# Cured My Slow Flow



## EN4CER (Jan 22, 2012)

I have a Gaggia Classic, under a year old. Never descaled or backflushed. Yesterday, my flow rate was obserdley slow, so I ordered some citric acid, with a view to descaling next weekend.

The water started flowing so slowly,, that the machine was unusable and I thought i would even be able to get any solution through to descale. I got a guide off here, opened and dismantled my machine. Noticed and cleaned some mushy scale blocking on of the holes of my solenoid. Feel really pround now, and means I can continue to drink my daily coffee

Is it still worth descaling?


----------



## TomMc (Mar 12, 2012)

In a word, yes.

There are few parts that you can't dismantle on a gaggia, and yet sods law dictates this is where a flake or two of scale will settle, presenting a nice amount of surface area for its calcium chums.

Keep it a nice short descale to protect the aluminium, but do it regularly. Every 1-2 months on my calendar I have an entry to break out the Puly Baby.

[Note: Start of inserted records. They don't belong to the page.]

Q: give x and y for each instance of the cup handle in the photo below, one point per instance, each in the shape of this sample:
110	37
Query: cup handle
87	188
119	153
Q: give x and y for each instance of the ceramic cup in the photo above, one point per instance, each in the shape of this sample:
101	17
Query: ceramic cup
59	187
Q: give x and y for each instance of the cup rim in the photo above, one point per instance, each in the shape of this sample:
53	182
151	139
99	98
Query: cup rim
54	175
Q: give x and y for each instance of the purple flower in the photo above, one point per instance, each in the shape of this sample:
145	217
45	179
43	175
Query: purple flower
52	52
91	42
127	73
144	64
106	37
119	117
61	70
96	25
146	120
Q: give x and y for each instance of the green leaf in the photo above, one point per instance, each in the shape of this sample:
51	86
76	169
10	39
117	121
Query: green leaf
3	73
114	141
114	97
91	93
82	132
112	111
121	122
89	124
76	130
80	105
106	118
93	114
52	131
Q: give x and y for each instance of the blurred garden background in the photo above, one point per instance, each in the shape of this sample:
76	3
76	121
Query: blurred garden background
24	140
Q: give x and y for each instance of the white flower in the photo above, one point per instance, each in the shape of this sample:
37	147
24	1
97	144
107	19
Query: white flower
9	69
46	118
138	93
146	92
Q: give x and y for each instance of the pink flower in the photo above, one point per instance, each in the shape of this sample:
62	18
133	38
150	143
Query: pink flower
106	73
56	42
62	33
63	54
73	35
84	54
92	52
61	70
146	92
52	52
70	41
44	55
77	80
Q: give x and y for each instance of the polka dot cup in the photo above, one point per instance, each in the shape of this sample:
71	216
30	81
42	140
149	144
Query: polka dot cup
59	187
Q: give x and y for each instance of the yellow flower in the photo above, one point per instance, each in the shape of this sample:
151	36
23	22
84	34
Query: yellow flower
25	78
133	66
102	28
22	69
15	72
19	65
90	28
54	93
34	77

Takes 30 minutes in total, but done regularly and i've been told that you could still be using your classic in 10 years time.


----------



## EN4CER (Jan 22, 2012)

TomMc said:


> In a word, yes.
> 
> There are few parts that you can't dismantle on a gaggia, and yet sods law dictates this is where a flake or two of scale will settle, presenting a nice amount of surface area for its calcium chums.
> 
> ...


What method do you employer sir?


----------



## Glenn (Jun 14, 2008)

The machine on my bench at present is 10 years old and still going strong. It's worth descaling using the liquid descaler







for the first time then using the powder for regular maintenance.


----------



## EN4CER (Jan 22, 2012)

Glenn said:


> The machine on my bench at present is 10 years old and still going strong. It's worth descaling using the liquid descaler
> 
> 
> 
> ...


I,ve ordered some food grade citric acid, will that be alright?


----------



## jimbow (Oct 13, 2011)

I would look for something designed for espresso machine boilers ideally containing some sort of aluminium specific corrosion inhibitor.

Sent from my HTC One X using Tapatalk 2


----------



## seeq (Jul 9, 2011)

My classic is 10 years old this year and still going strong. In that time it has only had the seals replaced every couple of years, a thermostat replaced and could do with a new steam valve. But that's it. I descale once a month, back flush with puly once a week and back flush just once with water at the end of every day it's used.


----------